Insisto de nuevo. Vuelvo a llamar. Mi hermana no contesta el teléfono. Dejo de insistir. Hay atasco en Portland Street. He cogido el autobús 41, que me lleva al centro, para salir con unos amigos. Aquí no tengo que ocultar un pasado oscuro o fingir que no ha pasado nada. Es una liberación poder ser uno mismo sin miedo a que sientan lástima —o cosas peores— por ti. Apoyo la frente en el cristal, sentir la vibración del motor en la cara me relaja. Está frío. Con el peso de mi cabeza lo siento frágil, como la fina capa de hielo que cubría los charcos del jardín de la casa del pueblo en invierno. El vaho que suelto, caliente y denso, difumina el paisaje de la ciudad. Los semáforos se vuelven bolas de luz que cambian de color, la gente que pasea se disuelve en un mejunje de manchas uniformes. Todo se vuelve borroso y confuso. Las gotas se deslizan y, si me concentro, puedo sentir como si resbalasen por mis pómulos. 

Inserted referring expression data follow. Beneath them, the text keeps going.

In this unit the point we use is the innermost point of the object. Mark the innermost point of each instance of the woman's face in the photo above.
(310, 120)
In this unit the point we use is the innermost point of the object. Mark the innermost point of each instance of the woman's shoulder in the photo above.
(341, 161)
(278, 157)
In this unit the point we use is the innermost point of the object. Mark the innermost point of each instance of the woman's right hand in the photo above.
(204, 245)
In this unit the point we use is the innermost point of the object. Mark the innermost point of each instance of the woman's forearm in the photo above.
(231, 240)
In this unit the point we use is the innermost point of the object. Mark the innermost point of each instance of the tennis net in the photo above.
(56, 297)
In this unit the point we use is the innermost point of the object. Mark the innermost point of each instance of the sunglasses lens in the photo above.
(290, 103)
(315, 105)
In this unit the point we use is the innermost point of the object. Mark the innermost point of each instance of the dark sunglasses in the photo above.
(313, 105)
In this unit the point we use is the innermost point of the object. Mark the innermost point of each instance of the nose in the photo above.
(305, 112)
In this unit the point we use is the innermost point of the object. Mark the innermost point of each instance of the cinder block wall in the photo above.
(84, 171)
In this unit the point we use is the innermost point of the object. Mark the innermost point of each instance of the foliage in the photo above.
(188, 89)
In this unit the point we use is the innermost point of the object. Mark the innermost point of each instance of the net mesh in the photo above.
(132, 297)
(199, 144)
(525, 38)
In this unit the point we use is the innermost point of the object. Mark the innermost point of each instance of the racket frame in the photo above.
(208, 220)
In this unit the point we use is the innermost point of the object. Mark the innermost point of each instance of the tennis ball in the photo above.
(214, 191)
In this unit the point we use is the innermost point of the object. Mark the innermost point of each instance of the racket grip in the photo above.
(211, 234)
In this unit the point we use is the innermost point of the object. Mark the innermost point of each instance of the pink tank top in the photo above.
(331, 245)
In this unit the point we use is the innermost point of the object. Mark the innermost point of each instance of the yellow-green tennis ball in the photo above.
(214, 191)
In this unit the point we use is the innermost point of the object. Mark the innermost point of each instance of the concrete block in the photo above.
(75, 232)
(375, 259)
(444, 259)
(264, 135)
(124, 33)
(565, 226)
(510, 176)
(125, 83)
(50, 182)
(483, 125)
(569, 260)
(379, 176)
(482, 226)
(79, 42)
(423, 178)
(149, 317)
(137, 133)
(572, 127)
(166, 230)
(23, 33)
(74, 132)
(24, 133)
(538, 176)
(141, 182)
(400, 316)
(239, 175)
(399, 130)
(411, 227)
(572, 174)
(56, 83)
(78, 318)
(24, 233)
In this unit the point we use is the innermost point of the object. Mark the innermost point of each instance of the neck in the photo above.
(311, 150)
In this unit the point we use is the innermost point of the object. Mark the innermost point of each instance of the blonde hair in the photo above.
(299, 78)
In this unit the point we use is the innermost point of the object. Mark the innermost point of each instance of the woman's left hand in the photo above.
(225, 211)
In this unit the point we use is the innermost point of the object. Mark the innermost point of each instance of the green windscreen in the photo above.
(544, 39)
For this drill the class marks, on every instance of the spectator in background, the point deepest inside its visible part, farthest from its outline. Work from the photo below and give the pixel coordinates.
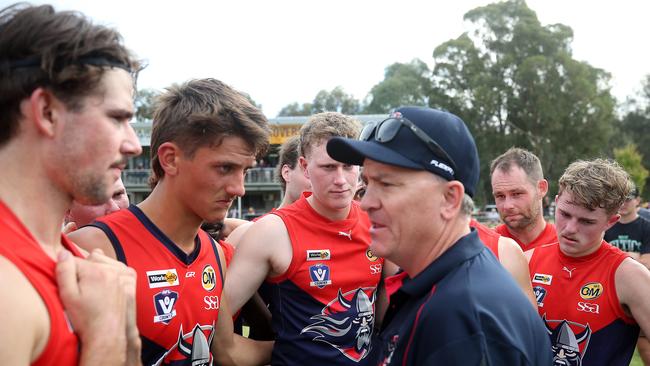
(456, 305)
(81, 215)
(519, 187)
(631, 234)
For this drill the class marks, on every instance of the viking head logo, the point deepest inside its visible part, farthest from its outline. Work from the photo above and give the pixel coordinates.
(346, 323)
(565, 343)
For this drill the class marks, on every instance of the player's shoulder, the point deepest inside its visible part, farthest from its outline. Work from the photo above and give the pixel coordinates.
(92, 237)
(23, 314)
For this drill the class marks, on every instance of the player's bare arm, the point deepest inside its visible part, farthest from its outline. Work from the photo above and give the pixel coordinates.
(232, 349)
(512, 258)
(264, 251)
(90, 237)
(633, 290)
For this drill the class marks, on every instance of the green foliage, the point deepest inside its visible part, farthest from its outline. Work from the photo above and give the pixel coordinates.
(403, 84)
(515, 83)
(636, 123)
(630, 159)
(336, 100)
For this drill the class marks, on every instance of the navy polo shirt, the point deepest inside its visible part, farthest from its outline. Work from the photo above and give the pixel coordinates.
(463, 309)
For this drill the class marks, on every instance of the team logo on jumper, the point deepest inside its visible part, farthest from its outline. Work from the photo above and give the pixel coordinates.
(544, 279)
(346, 323)
(371, 257)
(162, 278)
(191, 348)
(540, 294)
(568, 347)
(208, 278)
(591, 291)
(320, 275)
(346, 234)
(164, 303)
(318, 255)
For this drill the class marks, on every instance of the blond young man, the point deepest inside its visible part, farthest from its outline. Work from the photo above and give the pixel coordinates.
(66, 99)
(592, 296)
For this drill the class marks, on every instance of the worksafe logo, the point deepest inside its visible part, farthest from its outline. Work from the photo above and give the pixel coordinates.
(591, 291)
(162, 278)
(544, 279)
(208, 278)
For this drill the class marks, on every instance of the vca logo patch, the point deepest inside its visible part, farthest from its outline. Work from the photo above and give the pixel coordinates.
(591, 291)
(208, 278)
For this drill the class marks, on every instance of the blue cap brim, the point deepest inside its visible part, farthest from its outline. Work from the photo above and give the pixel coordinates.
(354, 152)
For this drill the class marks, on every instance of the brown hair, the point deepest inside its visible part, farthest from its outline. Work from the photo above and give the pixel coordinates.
(62, 52)
(323, 126)
(596, 184)
(288, 156)
(203, 112)
(524, 159)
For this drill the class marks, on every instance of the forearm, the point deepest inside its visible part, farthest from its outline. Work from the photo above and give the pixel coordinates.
(244, 351)
(106, 348)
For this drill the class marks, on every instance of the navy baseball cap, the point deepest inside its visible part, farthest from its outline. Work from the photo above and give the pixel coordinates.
(416, 138)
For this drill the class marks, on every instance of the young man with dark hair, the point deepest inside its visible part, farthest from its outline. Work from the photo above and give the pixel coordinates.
(314, 254)
(592, 296)
(205, 137)
(456, 304)
(519, 187)
(66, 99)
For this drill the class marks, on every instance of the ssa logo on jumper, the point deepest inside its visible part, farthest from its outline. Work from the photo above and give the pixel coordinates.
(208, 278)
(591, 291)
(164, 303)
(162, 278)
(320, 275)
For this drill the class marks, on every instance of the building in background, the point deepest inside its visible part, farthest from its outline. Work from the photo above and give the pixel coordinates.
(262, 190)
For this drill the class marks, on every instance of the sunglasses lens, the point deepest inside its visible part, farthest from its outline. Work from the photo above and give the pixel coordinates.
(388, 130)
(366, 133)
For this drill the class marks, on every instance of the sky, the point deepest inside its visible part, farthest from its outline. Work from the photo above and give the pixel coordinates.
(280, 52)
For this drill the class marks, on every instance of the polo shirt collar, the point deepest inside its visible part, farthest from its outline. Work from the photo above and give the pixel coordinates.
(465, 248)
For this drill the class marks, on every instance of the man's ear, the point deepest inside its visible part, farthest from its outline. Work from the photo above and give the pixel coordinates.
(303, 165)
(169, 155)
(43, 110)
(542, 187)
(453, 193)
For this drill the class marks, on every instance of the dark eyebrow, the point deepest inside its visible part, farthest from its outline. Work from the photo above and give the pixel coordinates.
(121, 113)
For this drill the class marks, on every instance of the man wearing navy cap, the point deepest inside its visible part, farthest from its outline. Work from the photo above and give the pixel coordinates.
(457, 305)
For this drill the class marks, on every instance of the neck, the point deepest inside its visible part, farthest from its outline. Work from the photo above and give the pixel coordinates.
(450, 234)
(172, 217)
(328, 212)
(32, 196)
(531, 232)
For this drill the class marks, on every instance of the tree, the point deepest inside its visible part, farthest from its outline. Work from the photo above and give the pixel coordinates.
(336, 100)
(145, 104)
(515, 83)
(403, 84)
(630, 159)
(635, 125)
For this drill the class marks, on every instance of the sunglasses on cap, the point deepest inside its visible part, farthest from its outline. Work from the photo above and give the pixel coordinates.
(386, 130)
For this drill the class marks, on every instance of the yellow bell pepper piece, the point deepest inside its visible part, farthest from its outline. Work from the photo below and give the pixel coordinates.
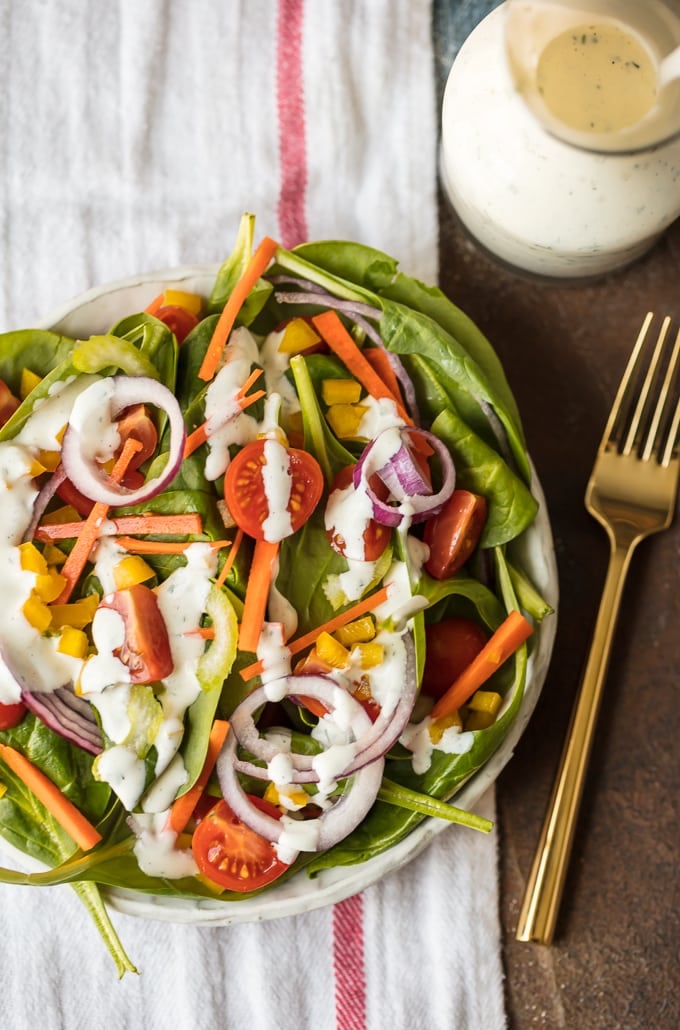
(36, 613)
(49, 586)
(298, 335)
(344, 419)
(180, 299)
(340, 391)
(332, 651)
(359, 631)
(28, 382)
(31, 559)
(130, 571)
(439, 726)
(368, 655)
(77, 614)
(73, 642)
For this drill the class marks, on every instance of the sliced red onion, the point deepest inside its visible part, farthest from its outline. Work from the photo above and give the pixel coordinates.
(87, 476)
(333, 825)
(417, 506)
(45, 494)
(67, 715)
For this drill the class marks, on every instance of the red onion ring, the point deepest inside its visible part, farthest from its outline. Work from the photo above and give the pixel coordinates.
(87, 476)
(417, 506)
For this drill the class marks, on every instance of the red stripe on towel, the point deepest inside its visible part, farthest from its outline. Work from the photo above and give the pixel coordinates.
(348, 964)
(292, 135)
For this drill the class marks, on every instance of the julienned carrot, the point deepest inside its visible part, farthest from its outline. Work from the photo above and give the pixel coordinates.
(257, 593)
(76, 560)
(341, 343)
(227, 568)
(367, 605)
(200, 434)
(377, 358)
(130, 524)
(66, 814)
(503, 643)
(256, 267)
(182, 809)
(163, 546)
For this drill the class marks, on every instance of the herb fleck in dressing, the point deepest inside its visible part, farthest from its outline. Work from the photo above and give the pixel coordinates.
(597, 78)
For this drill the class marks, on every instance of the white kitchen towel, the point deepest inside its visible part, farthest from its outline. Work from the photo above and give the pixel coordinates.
(133, 134)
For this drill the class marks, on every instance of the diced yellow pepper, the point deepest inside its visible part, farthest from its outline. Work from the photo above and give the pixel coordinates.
(180, 299)
(49, 459)
(61, 515)
(340, 391)
(368, 655)
(49, 586)
(28, 382)
(36, 613)
(332, 651)
(485, 700)
(359, 631)
(297, 337)
(54, 555)
(73, 642)
(31, 559)
(344, 419)
(130, 571)
(77, 614)
(439, 726)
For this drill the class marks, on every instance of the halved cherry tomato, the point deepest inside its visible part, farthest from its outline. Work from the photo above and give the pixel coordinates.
(146, 648)
(450, 646)
(11, 715)
(179, 320)
(8, 403)
(244, 488)
(376, 537)
(231, 854)
(453, 534)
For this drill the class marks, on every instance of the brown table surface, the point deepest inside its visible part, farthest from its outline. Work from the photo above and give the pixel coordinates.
(614, 960)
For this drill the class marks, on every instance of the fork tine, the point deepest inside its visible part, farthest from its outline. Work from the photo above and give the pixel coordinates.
(608, 436)
(658, 413)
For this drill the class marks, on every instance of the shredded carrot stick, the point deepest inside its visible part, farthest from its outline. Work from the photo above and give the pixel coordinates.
(503, 643)
(257, 593)
(76, 560)
(341, 343)
(377, 358)
(163, 546)
(229, 563)
(182, 810)
(257, 266)
(131, 524)
(66, 814)
(367, 605)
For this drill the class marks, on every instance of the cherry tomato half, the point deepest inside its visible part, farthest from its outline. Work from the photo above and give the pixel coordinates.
(453, 534)
(376, 537)
(231, 854)
(146, 649)
(179, 320)
(450, 646)
(11, 715)
(245, 494)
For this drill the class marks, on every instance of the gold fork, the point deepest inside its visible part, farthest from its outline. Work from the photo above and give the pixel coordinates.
(632, 491)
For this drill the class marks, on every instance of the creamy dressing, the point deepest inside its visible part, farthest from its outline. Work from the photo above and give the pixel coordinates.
(597, 78)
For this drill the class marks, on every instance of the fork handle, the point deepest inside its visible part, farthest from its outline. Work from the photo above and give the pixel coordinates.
(545, 884)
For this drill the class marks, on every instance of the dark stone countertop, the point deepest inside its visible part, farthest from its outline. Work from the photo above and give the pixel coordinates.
(613, 963)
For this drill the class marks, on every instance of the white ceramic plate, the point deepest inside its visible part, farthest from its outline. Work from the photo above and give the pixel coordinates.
(95, 312)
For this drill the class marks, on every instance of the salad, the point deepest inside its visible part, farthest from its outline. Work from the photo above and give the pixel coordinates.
(265, 610)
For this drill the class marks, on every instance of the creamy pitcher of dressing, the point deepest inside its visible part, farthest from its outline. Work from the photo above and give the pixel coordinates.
(561, 132)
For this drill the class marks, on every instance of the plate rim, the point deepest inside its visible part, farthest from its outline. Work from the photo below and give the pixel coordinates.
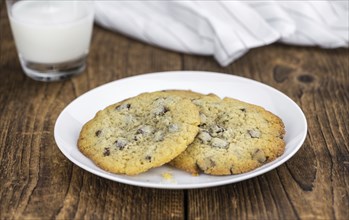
(236, 178)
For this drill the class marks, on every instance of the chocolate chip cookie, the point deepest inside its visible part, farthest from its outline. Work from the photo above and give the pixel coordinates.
(137, 134)
(234, 137)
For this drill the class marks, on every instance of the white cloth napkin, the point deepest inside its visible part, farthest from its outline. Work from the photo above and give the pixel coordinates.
(227, 29)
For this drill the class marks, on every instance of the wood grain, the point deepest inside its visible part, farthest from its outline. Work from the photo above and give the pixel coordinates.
(37, 181)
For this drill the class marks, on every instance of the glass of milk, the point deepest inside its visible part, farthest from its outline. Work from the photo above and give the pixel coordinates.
(52, 36)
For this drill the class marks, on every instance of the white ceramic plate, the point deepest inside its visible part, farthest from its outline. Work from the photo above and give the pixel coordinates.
(82, 109)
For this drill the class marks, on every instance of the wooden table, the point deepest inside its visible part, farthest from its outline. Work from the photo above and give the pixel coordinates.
(38, 181)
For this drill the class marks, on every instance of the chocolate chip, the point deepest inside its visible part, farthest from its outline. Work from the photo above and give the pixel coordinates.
(145, 130)
(160, 110)
(148, 158)
(106, 152)
(215, 130)
(259, 156)
(217, 142)
(173, 128)
(120, 144)
(98, 133)
(254, 133)
(123, 106)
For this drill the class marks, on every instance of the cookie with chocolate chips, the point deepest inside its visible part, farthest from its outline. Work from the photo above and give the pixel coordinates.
(140, 133)
(234, 137)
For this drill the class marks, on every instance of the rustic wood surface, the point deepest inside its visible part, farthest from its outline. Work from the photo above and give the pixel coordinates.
(37, 181)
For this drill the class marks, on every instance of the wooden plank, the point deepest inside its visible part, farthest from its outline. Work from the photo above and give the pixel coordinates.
(37, 181)
(314, 183)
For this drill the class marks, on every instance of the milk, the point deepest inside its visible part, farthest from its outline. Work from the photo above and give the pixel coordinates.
(51, 31)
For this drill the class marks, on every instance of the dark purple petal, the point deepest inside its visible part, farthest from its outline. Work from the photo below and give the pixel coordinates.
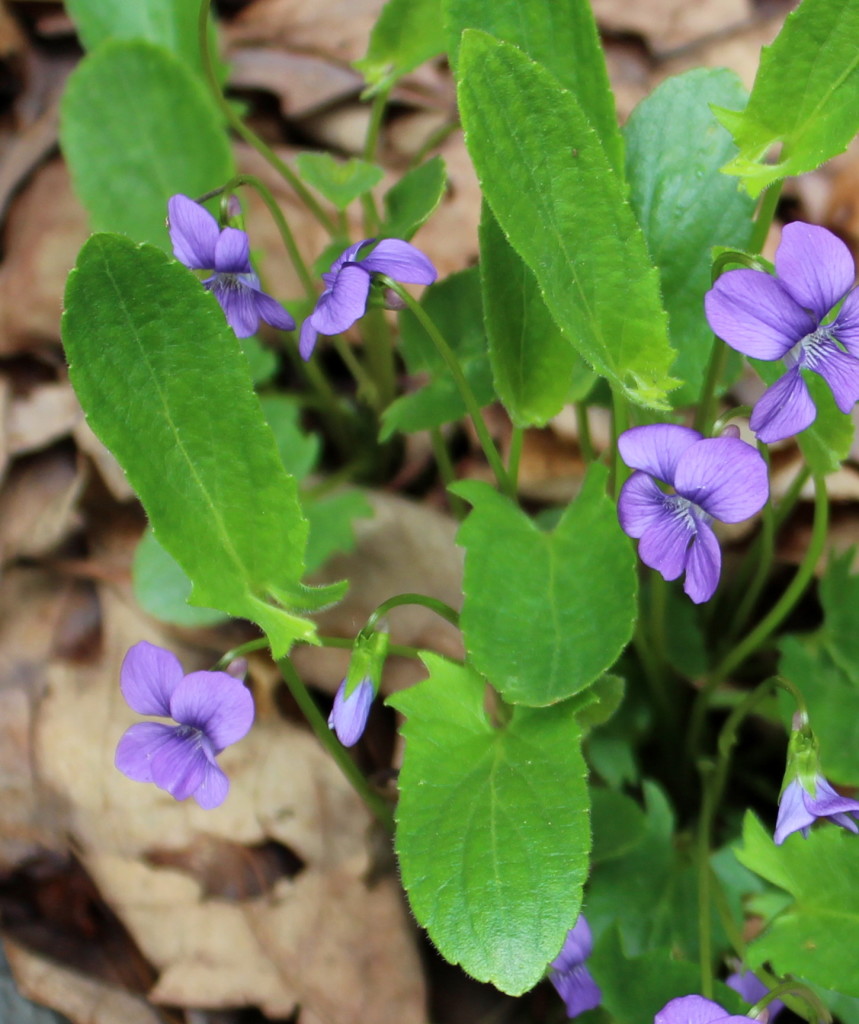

Hay dos cosas de las que me he dado cuenta en estos años viviendo en Manchester: siempre he sido el verso suelto de la familia. Siempre lo fui, incluso antes del atentado. La segunda es que en Manchester también llueve bastante, aunque aquí veo llover tras la ventana. La tormenta está ahí fuera, tras el cristal, no dentro. Lo cual hace que la vida sea más llevadera y no pese tanto.